Carlos Bolsonaro critica adiamento de julgamento sobre Lei da Dosimetria

Pré-candidato ao Senado afirmou que a demora na análise da norma prolonga o sofrimento de condenados pelos atos de 8 de janeiro

O pré-candidato ao Senado por Santa Catarina Carlos Bolsonaro (PL) criticou, nesta segunda-feira, 22, o adiamento do julgamento sobre a constitucionalidade da chamada Lei da Dosimetria, aprovada pelo Congresso Nacional. Em publicação nas redes sociais, o filho do ex-presidente Jair Bolsonaro afirmou que integrantes do Judiciário estariam retardando deliberadamente a aplicação da norma.
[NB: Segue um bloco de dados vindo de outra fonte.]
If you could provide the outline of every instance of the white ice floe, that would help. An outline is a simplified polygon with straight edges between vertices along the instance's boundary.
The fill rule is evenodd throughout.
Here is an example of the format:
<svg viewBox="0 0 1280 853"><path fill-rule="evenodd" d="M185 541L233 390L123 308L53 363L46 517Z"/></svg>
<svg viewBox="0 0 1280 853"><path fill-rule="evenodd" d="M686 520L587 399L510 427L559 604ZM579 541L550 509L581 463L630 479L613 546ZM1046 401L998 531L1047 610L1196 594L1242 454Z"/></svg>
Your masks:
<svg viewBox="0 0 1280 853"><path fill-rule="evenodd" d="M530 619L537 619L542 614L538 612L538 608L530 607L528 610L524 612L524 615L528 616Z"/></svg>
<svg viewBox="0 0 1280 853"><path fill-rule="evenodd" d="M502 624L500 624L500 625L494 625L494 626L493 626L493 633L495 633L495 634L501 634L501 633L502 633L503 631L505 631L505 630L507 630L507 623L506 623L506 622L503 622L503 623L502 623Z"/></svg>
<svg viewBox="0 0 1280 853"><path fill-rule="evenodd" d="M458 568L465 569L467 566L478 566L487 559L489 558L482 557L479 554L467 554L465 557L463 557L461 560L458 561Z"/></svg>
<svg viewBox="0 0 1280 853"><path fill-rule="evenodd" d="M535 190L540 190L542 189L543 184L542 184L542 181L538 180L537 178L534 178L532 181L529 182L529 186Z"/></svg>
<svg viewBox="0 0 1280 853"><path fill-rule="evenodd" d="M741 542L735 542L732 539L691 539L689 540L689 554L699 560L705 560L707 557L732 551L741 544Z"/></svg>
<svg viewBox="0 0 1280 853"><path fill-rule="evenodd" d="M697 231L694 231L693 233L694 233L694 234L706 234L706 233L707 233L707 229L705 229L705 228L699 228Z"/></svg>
O Supremo Tribunal Federal (STF) deve analisar as ações que contestam a constitucionalidade da lei apenas no segundo semestre de 2026. O julgamento ficou para depois do recesso do Judiciário, que ocorre de 2 a 31 de julho, e deve entrar na pauta a partir de agosto.

O adiamento ocorreu porque as últimas sessões plenárias de junho já têm pauta fechada. Além disso, a Procuradoria-Geral da República demorou quase um mês para apresentar seu parecer, apesar de o relator, ministro Alexandre de Moraes, ter fixado prazo de cinco dias. Desde maio, o magistrado mantém suspensos os efeitos da lei até uma decisão definitiva do plenário.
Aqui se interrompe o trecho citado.